It is known that hexamethylene diamine (HMD) can be made by a process in which butadiene is hydrocyanated in the presence of a nickel catalyst to yield a reaction product that contains adiponitrile (ADN), and the ADN is hydrogenated using an iron-containing catalyst to yield a reaction product that contains HMD.
It is also known that the hydrocyanation step can be carried out in the presence of certain phosphorous-containing promoter compounds, such as tritolyl phosphite (TTP) and the more recently described monodentate and bidentate compounds. U.S. Pat. Nos. 3,496,215; 3,496,217; 3,496,218; 5,512,695; 5,512,696; 5,523,453; 5,663,369; 5,693,843; 5,723,641; and 5,821,378 describe some of these monodentate and bidentate compounds.
The hydrocyanation step can lead to the production of certain impurities, such as 2-cyanocyclopentylideneimine, which are difficult to separate from the ADN by distillation. One way to address this problem is to treat the ADN-containing hydrocyanation reaction product with ozone to convert the impurities to more easily separable compounds. The ozone treated hydrocyanation reaction product can then be purified by standard industrial methods such as dehydration and distillation. See Canadian Patent 672,712.
Published International Patent Applications WO 00/03972 and 00/12460 describe methods for producing HMD in which ADN is hydrogenated to yield a reaction product that contains unreacted ADN, HMD and aminocapronitrile (ACN). The HMD and ACN are separated from the reaction product, and unreacted ADN is returned to the hydrogenation reactor. The unreacted ADN can be treated, if desired, with ozone, among others.
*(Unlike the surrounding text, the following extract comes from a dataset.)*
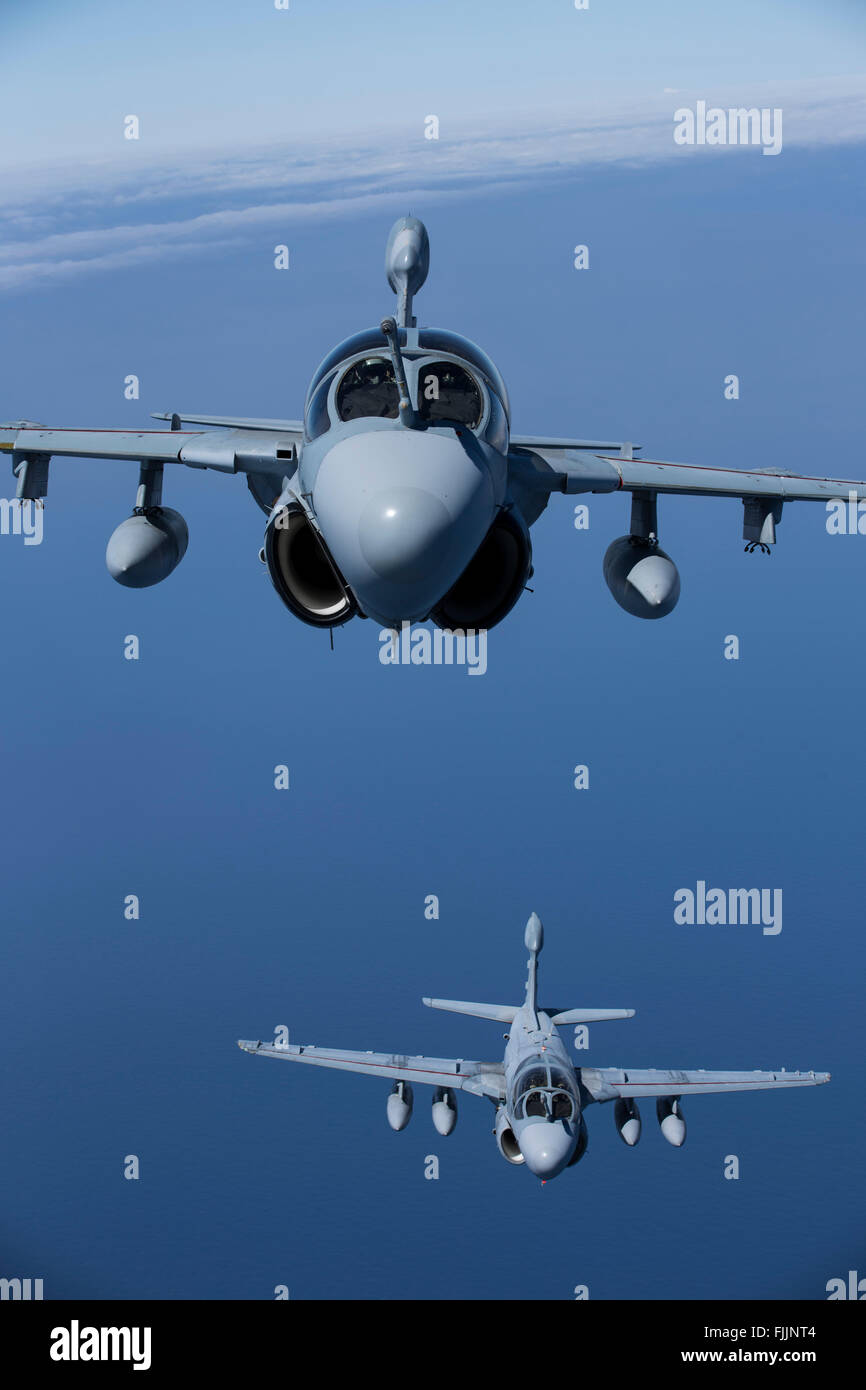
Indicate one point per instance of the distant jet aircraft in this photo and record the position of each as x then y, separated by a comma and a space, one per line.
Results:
403, 494
538, 1093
Published German patent application DE 19636765 A1 (1998) describes processes for removing phosphorus-containing compounds from ADN made by the hydrocyantion of butadiene. These processes are said to be useful for decreasing the deactivation of iron-based catalysts which are used to hydrogenate the ADN. These processes involve distillation of the ADN, extraction of the ADN, treatment of the ADN with base, and treatment of the ADN using adsortpion or chemisorption.
Iron is a known catalyst for, among other things, the synthesis of ammonia, which is a process that is said to be closely related to hydrogenation. Phosphorous is a known catalyst poison, although it may be possible to detoxify phosphorous by chemically bonding it to other elements to produce a so-called shielded structure in which there are no unshared electron pairs. See Maxted, E. B., The Poisoning of Metallic Catalysts, Advances in Catalysis, Vol. III, p 129, Academic Press, 1951.
It is known that ozone can attack nucleophilic phosphorous. In particular, it is known that ozone can react with triphenylphosphine to produce the corresponding oxide in good yield. See Bailey, P. S., Ozonation in Organic Chemistry, Vol. II, p 201, Academic Press, 1982.
The use of phosphorous-containing ligands in hydrocyanation of butadiene can result in the presence of these ligands and their degradation products in the resulting ADN-containing reaction product. If this reaction product is subsequently hydrogenated in the presence of an iron-containing catalyst, the phosphorous may result in a diminution of the useful life of the iron-containing catalyst. There is a need in the art for a process for treating such an ADN-containing reaction product to reduce its ability to diminish the life of the iron-containing catalyst used in the subsequent hydrogenation step.